Arthur_Tuxedo wrote:Yes, but it wasn't called a demo then. It was Shareware
. I paid six bucks for the Shareware version to be shipped to my house (well, my parents did). Ah, the things we did before the Internet. Glory to the blessed Internet.
The concept of shareware was a bit more than what was typically seen as a demo, it was usually a lot bigger, offering a good sizeable portion of the game to play. As for demos themselves, well, I remember playing them as far back as I can remember on my Commodore 64, well into the 1980s (Wolf 3D is a mid 90s game).
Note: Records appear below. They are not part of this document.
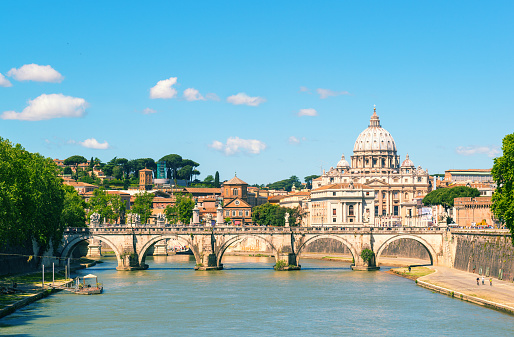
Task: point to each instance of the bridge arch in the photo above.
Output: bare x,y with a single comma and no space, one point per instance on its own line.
431,252
353,250
183,239
75,240
238,238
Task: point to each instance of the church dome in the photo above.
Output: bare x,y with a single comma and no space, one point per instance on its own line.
374,138
343,163
407,162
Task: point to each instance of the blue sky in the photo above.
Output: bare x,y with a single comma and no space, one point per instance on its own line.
264,89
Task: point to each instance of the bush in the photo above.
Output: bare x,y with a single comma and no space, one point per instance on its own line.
280,265
367,255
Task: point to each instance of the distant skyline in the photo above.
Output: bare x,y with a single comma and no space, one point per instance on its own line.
266,89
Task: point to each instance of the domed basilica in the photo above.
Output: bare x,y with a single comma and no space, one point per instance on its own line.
375,165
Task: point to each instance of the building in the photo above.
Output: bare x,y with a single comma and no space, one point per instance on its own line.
376,164
342,204
470,212
235,201
145,179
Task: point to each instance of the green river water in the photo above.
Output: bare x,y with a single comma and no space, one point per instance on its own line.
248,298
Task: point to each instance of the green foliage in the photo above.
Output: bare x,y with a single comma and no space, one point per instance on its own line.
503,175
217,180
285,184
31,197
280,265
181,211
309,179
109,206
367,255
445,196
269,215
73,213
143,206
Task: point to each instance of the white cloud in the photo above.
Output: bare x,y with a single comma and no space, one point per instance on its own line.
242,98
294,140
163,89
92,143
237,145
35,72
148,111
325,93
212,97
490,151
48,107
191,94
4,82
307,112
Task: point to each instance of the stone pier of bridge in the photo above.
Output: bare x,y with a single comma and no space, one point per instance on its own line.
287,244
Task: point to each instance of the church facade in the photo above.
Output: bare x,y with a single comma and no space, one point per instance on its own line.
375,165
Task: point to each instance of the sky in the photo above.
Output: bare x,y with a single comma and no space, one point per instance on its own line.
264,89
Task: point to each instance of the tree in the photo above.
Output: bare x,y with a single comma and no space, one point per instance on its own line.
445,196
269,215
31,198
75,161
217,180
286,184
143,206
173,163
73,213
503,175
109,206
182,210
308,180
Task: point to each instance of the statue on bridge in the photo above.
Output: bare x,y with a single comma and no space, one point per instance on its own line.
94,219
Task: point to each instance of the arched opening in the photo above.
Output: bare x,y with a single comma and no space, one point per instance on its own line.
71,246
327,244
248,244
149,248
405,250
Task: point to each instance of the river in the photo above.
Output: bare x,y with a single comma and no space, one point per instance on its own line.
249,298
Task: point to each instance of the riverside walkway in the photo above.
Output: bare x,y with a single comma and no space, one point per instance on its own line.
447,280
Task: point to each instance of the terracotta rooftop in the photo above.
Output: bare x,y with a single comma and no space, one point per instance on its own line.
235,181
341,186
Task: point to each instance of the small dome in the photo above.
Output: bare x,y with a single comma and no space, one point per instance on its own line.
407,162
343,163
374,137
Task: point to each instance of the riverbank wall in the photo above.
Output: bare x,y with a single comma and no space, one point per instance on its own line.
485,253
464,297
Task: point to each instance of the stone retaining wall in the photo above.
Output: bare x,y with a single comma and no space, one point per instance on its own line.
489,255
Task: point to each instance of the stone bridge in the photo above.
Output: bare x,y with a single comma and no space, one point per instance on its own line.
131,244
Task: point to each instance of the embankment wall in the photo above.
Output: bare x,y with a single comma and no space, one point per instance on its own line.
485,254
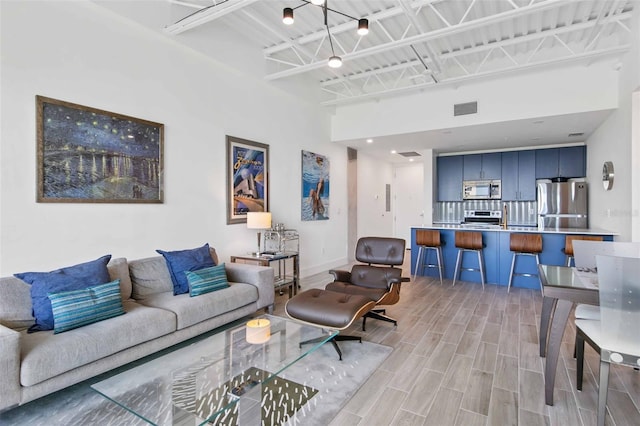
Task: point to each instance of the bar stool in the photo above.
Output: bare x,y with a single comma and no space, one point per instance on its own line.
568,245
469,241
525,245
428,240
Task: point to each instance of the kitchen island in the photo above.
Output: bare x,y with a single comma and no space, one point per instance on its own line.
497,254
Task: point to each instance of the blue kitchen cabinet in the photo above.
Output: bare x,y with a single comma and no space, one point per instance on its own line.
483,166
449,178
518,176
546,163
572,162
566,162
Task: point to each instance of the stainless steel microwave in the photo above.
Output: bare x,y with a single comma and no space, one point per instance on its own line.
482,190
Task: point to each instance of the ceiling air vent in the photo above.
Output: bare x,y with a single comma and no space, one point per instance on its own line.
464,109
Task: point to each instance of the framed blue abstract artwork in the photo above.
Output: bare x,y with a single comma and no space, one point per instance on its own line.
87,155
315,186
247,178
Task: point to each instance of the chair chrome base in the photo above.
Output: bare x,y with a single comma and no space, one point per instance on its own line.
334,341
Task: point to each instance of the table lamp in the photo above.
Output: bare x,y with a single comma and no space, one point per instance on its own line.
258,220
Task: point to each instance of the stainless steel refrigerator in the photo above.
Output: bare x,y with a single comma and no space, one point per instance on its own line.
562,204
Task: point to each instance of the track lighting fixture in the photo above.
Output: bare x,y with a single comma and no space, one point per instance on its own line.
335,61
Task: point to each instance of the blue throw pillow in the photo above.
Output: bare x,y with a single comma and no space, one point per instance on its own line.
207,280
186,260
74,277
73,309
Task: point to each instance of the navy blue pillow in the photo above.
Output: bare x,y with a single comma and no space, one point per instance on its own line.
74,277
186,260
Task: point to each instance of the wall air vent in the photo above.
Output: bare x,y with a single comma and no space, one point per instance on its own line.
464,109
409,154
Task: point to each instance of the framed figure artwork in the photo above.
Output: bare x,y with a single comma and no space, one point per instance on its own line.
315,186
88,155
247,178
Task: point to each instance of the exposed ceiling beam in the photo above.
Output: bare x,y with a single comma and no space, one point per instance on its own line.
432,35
205,15
347,26
478,49
483,75
411,16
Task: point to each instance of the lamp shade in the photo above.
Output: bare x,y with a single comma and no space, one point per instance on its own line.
258,220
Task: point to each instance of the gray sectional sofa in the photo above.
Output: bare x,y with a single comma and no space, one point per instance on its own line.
35,364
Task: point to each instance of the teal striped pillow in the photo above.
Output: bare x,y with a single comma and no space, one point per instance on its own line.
73,309
207,280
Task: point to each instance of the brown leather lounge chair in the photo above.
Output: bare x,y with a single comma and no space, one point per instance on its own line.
377,277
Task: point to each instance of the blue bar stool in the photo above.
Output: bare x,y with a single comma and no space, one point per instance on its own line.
469,241
427,239
525,245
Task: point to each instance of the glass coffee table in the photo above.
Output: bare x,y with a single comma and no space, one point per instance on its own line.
223,379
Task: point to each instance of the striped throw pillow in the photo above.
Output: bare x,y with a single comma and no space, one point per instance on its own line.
207,280
76,308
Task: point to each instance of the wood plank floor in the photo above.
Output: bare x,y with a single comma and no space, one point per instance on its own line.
464,356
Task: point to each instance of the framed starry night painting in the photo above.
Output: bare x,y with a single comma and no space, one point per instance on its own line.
87,155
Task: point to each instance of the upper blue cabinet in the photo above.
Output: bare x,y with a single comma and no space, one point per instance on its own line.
567,162
518,176
449,178
483,166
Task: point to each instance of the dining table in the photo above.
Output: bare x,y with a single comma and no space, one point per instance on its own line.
562,287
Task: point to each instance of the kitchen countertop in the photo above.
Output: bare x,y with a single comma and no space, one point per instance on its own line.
590,231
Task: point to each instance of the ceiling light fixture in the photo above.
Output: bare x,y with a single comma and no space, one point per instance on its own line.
334,61
287,16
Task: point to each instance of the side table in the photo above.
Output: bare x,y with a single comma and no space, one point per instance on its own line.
285,276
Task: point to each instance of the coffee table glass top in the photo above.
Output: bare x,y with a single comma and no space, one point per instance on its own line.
222,378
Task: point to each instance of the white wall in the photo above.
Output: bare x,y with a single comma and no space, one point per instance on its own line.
82,53
373,175
614,141
552,91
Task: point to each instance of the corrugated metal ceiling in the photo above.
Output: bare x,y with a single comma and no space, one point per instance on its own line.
417,45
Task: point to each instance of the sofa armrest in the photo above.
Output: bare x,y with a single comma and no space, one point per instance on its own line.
9,367
259,276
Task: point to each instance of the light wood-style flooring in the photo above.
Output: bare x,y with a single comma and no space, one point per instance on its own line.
464,356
Anyway, my selection is...
Black and White. The scope of the graphics were quite breathtaking allowing you to zoom all the way in (so you could see a maggot in an apple) and zooming all the way out so you could float above the clouds and see the island in full. It all looked quite beautiful.
DN3D: Someone mentioned it already, but I remember being especially amazed by how realistic the setting seemed.
Quake: In some ways it actually felt like a step back after playing DN3D, but it has polygons! This is the game I have in my memory as marking the begining of truely 3D gaming.
Bladerunner: The cut scenes were lush.
C&C: Generals: Explosive eye candy.
Oblivion: Impressive scale, pretty.
Another World/Flashback: Playing this on the Amiga, the movement of the guy you controlled looked so fluid. Had a real cinematic feel to it (which, at the time, was quite rare in computer games).